Proper oral hygiene is important for mouth health; however, a new study reveals that it might also help to avoid a stroke, too.
A research team stemming from Finland’s Tampere University reviewed blood clot samples from 75 individuals who were admitted to emergency for ischemic stroke at the University’s Hospital Acute Stroke Unit.
Patients underwent thrombectomies, a procedure to take out blood clots via catheters that extend through the arteries.
When the team reviewed the samples of blood clots in this form, they discovered that 79 percent of the individuals had a DNA from a common oral bacterium. These levels of oral bacteria were far more increased in the samples of blood clots then in any other samples that doctors took from the patients.
The research is just one part of a larger Tampere University study, which has been underway for about a decade now, focusing on bacteria’s role within cardiovascular illnesses. This larger study has already revealed that blood clots containing oral bacteria have caused brain aneurysms, thromboses within arteries and leg veins, as well as heart attacks.
Atherosclerosis is a condition that is linked as one of the leading factors of a stroke, where plaques forms within the arteries’ walls making them harden over time, and narrow. These plaques are deposits of fat, cellular wastes, cholesterol, as well as other materials.
Having said that, these plaques can lose pieces and fall into the bloodstream, or attract clots. If this can affect an artery sending blood to a person’s brain, and ischemic stroke can be trigger.
When talking about implication around these results, Medical News Today revealed that the team did note that the mouth’s streptococci bacteria can result in a serious infection when entering circulation, like heart valves.
There is also proof that bacteria can trigger blood platelets directly as well.
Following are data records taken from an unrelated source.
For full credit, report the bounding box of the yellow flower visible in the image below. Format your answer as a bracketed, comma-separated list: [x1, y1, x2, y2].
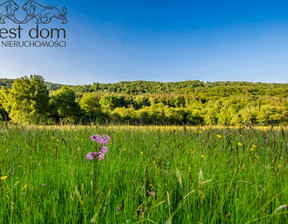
[1, 176, 8, 180]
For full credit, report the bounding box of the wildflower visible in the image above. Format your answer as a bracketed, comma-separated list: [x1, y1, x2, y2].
[86, 152, 94, 160]
[97, 152, 105, 161]
[90, 134, 111, 145]
[1, 176, 8, 180]
[100, 146, 108, 154]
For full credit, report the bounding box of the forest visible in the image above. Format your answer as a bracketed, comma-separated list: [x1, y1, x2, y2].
[0, 75, 288, 126]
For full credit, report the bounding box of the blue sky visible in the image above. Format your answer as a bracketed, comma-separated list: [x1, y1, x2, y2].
[0, 0, 288, 84]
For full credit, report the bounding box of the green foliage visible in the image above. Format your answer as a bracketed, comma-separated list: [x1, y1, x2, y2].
[79, 93, 102, 120]
[0, 79, 288, 126]
[1, 75, 49, 124]
[0, 126, 288, 224]
[49, 86, 80, 123]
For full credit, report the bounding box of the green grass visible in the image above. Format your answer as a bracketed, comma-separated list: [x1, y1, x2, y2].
[0, 126, 288, 224]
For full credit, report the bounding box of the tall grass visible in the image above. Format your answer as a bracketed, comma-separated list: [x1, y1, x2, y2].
[0, 126, 288, 224]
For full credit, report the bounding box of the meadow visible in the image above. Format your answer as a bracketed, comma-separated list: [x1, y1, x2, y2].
[0, 126, 288, 224]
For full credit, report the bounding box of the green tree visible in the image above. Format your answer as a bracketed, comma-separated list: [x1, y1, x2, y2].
[79, 93, 102, 120]
[49, 86, 80, 123]
[3, 75, 49, 124]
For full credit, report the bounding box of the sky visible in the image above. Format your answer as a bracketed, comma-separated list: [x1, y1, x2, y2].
[0, 0, 288, 84]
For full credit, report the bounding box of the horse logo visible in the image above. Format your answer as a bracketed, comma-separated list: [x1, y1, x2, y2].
[22, 0, 68, 24]
[0, 0, 20, 24]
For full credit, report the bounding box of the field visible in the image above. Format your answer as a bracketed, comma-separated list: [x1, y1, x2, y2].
[0, 126, 288, 224]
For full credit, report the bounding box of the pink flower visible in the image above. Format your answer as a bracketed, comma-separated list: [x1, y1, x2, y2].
[100, 146, 108, 154]
[90, 134, 111, 145]
[86, 152, 94, 161]
[97, 152, 105, 161]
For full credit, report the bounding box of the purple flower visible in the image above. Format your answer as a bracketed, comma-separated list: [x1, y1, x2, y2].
[100, 146, 108, 154]
[86, 152, 94, 161]
[90, 134, 111, 145]
[97, 152, 105, 161]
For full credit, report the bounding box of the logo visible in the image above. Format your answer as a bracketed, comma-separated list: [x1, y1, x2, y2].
[0, 0, 68, 47]
[22, 0, 67, 24]
[0, 0, 20, 24]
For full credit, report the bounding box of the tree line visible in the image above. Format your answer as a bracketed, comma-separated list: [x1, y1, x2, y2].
[0, 75, 288, 125]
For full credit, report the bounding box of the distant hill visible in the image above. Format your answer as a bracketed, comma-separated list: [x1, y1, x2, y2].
[0, 78, 288, 98]
[0, 78, 62, 91]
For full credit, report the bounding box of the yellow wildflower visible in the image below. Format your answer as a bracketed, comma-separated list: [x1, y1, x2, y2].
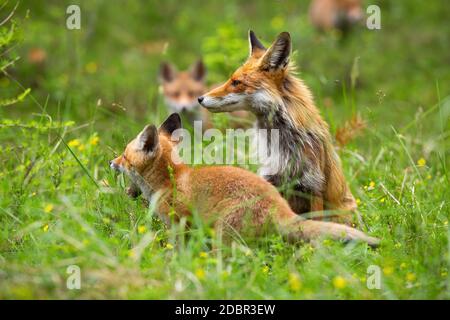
[333, 276, 347, 289]
[195, 268, 205, 280]
[138, 225, 147, 234]
[44, 203, 53, 213]
[67, 139, 81, 148]
[288, 273, 302, 292]
[417, 158, 427, 167]
[89, 136, 100, 146]
[406, 272, 416, 282]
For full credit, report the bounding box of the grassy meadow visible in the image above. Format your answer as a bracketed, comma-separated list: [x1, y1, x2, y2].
[0, 0, 450, 299]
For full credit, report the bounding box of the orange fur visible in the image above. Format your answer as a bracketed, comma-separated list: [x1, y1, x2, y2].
[111, 114, 378, 245]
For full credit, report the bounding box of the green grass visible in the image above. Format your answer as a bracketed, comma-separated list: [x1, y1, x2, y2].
[0, 0, 450, 299]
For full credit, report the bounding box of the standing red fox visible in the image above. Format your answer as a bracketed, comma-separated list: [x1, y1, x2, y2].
[199, 31, 356, 223]
[110, 113, 379, 246]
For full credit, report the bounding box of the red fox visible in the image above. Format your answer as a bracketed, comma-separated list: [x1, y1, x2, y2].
[309, 0, 363, 32]
[110, 114, 379, 246]
[159, 60, 251, 129]
[199, 31, 356, 223]
[159, 60, 207, 120]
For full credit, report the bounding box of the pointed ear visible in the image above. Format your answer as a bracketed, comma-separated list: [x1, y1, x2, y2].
[159, 113, 181, 135]
[159, 62, 177, 82]
[261, 32, 291, 71]
[190, 59, 206, 81]
[137, 124, 159, 152]
[248, 30, 266, 58]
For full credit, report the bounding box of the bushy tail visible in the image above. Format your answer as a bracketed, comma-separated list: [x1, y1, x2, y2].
[280, 216, 380, 247]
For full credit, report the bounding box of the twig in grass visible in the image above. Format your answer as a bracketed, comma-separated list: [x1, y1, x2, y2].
[380, 183, 401, 205]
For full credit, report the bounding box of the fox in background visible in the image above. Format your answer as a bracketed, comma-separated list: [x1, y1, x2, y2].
[159, 60, 207, 122]
[110, 113, 379, 246]
[309, 0, 364, 33]
[199, 31, 357, 224]
[159, 59, 253, 129]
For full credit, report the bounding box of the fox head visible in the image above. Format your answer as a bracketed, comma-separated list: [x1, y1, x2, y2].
[109, 113, 181, 175]
[198, 31, 291, 114]
[159, 60, 206, 112]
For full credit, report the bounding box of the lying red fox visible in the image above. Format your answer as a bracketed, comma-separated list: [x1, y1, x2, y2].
[110, 113, 379, 246]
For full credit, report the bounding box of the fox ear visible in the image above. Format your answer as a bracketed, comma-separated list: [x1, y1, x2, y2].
[137, 124, 159, 153]
[261, 32, 291, 71]
[159, 113, 181, 135]
[248, 30, 266, 58]
[159, 62, 177, 82]
[190, 59, 206, 81]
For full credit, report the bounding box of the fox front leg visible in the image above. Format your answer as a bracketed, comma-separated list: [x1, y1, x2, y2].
[125, 182, 141, 199]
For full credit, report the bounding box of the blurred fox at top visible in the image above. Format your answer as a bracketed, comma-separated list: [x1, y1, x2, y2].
[309, 0, 364, 33]
[159, 59, 253, 129]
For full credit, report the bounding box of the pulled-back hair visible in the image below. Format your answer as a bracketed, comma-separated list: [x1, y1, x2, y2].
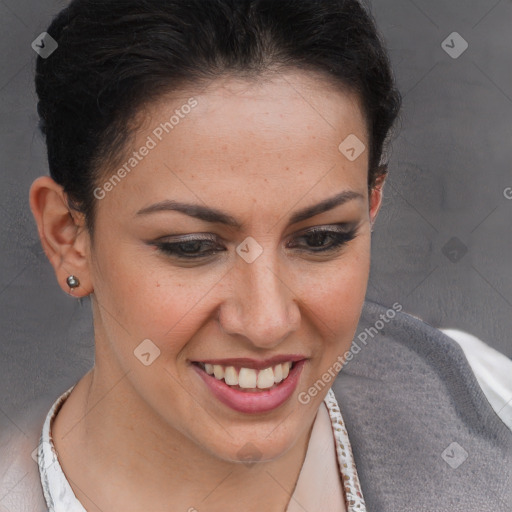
[35, 0, 400, 235]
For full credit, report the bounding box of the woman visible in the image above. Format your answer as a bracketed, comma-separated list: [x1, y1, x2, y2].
[12, 0, 512, 512]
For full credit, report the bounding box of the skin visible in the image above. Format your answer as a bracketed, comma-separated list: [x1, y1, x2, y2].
[30, 70, 384, 512]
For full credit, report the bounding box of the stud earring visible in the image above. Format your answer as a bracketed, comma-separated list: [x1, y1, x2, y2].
[66, 275, 80, 288]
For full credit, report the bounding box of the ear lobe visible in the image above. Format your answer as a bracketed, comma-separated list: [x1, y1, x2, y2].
[370, 171, 387, 224]
[29, 176, 92, 297]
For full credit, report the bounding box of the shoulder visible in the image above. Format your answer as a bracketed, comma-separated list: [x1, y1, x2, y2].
[440, 329, 512, 430]
[0, 397, 55, 512]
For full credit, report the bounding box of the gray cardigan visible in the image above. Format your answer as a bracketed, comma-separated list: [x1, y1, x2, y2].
[0, 301, 512, 512]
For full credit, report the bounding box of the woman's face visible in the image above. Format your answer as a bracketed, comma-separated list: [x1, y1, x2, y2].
[83, 72, 380, 461]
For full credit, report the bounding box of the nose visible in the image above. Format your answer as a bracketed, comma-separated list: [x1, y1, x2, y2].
[219, 251, 300, 349]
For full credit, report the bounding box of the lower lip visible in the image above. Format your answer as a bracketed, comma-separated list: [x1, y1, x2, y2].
[192, 359, 305, 414]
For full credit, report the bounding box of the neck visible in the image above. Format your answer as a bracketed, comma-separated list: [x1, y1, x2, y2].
[52, 369, 312, 512]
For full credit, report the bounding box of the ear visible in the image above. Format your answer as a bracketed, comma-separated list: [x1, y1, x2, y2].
[370, 167, 388, 225]
[29, 176, 93, 297]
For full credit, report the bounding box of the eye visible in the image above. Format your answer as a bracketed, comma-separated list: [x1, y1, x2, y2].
[154, 236, 225, 260]
[287, 224, 357, 253]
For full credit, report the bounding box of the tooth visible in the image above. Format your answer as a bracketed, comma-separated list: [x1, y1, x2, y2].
[274, 364, 283, 384]
[257, 368, 274, 389]
[238, 368, 257, 389]
[213, 364, 224, 380]
[224, 366, 238, 386]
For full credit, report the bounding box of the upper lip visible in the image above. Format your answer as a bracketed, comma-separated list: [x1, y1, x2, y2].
[192, 354, 306, 370]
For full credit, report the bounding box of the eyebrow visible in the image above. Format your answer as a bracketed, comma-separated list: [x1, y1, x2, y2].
[136, 190, 364, 229]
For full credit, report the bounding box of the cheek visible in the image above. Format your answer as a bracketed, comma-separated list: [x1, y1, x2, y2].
[303, 243, 370, 350]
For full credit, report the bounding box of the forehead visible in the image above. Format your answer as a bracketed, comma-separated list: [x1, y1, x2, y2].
[95, 72, 368, 216]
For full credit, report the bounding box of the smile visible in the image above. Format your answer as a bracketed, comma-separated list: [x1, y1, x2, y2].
[191, 357, 306, 414]
[198, 361, 294, 391]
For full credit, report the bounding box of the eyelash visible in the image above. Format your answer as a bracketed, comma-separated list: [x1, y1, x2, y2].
[154, 226, 358, 260]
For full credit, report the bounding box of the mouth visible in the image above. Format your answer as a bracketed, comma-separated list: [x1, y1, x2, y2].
[191, 357, 306, 413]
[192, 361, 297, 393]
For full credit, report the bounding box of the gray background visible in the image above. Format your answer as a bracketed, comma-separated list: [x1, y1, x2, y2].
[0, 0, 512, 429]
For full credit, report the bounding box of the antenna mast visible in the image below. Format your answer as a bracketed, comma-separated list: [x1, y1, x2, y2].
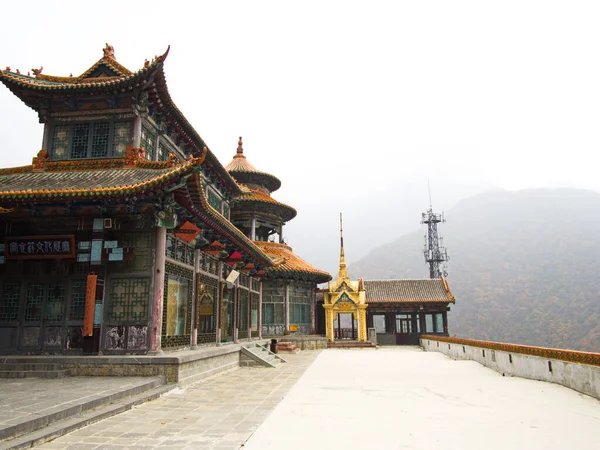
[421, 186, 449, 278]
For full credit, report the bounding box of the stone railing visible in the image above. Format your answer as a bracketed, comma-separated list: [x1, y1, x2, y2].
[421, 335, 600, 399]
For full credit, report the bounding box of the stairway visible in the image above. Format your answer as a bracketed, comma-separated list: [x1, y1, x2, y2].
[327, 339, 377, 349]
[277, 341, 300, 353]
[0, 377, 176, 450]
[0, 362, 71, 378]
[240, 344, 287, 367]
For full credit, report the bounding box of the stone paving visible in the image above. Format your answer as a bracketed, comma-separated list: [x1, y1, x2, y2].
[31, 351, 320, 450]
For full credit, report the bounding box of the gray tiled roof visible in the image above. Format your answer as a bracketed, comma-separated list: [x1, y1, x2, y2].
[0, 168, 173, 192]
[364, 278, 454, 303]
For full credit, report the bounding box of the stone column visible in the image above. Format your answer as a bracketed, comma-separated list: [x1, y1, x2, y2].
[132, 116, 142, 148]
[190, 250, 200, 348]
[149, 227, 167, 352]
[215, 261, 224, 345]
[232, 276, 240, 344]
[246, 290, 252, 340]
[358, 305, 367, 342]
[323, 305, 334, 342]
[257, 280, 262, 339]
[310, 289, 317, 334]
[41, 122, 50, 153]
[152, 133, 160, 161]
[283, 282, 290, 335]
[249, 216, 256, 241]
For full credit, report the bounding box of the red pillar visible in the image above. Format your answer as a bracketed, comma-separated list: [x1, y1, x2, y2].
[150, 227, 167, 352]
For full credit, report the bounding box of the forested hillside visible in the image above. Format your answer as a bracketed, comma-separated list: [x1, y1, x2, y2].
[350, 189, 600, 352]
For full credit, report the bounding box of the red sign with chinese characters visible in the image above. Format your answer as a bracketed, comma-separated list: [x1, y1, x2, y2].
[4, 235, 75, 259]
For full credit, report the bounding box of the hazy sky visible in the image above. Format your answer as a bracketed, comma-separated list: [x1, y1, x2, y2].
[0, 0, 600, 270]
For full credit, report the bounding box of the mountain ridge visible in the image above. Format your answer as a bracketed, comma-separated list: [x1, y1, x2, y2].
[349, 188, 600, 351]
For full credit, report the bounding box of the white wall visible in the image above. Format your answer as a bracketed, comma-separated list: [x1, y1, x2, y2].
[421, 338, 600, 399]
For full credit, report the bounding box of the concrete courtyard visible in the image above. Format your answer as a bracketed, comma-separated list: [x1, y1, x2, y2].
[25, 347, 600, 450]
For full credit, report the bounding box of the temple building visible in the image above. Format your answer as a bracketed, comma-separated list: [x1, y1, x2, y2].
[225, 137, 331, 336]
[316, 215, 455, 346]
[322, 214, 367, 343]
[0, 44, 329, 354]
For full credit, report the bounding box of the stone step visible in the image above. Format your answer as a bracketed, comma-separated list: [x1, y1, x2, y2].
[0, 383, 177, 450]
[0, 362, 64, 372]
[277, 342, 300, 353]
[0, 368, 71, 378]
[0, 377, 168, 450]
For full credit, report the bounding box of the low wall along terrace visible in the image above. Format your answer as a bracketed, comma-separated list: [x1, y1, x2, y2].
[421, 335, 600, 399]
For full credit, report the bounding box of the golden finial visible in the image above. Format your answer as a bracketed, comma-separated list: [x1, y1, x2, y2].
[338, 213, 348, 280]
[237, 136, 244, 155]
[102, 44, 115, 59]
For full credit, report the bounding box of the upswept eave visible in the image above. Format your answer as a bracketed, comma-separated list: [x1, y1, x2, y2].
[0, 147, 204, 202]
[254, 241, 331, 283]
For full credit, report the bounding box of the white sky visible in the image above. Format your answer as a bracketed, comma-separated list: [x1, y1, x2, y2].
[0, 0, 600, 271]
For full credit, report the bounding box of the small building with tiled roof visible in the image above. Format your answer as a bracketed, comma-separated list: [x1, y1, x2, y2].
[0, 44, 282, 354]
[364, 278, 455, 345]
[225, 137, 331, 336]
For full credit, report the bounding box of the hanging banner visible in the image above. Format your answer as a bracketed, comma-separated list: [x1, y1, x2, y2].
[83, 274, 98, 336]
[4, 235, 75, 259]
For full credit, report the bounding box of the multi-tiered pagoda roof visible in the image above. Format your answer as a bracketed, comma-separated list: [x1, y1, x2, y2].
[225, 137, 331, 283]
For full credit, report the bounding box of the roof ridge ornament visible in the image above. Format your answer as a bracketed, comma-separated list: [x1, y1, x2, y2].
[102, 44, 115, 59]
[31, 149, 48, 172]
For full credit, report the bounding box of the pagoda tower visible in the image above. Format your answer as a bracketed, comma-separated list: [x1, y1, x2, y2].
[225, 137, 331, 336]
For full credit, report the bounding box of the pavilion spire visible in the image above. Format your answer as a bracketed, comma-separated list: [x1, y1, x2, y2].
[235, 136, 245, 158]
[338, 213, 348, 280]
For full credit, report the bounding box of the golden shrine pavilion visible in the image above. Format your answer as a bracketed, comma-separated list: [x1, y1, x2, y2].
[0, 44, 330, 354]
[316, 214, 456, 347]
Could this be something that increases the risk around stroke as well?
Regardless, when it comes to the findings at hand, the study team did state that while the results do offer insight that oral bacteria are involved, it seems unclear if their roles is as a simple bystander, or that they do in fact help to cause strokes.
In the meantime, the team suggest proper dental care practices to help with the prevention of acute ischemic strokes.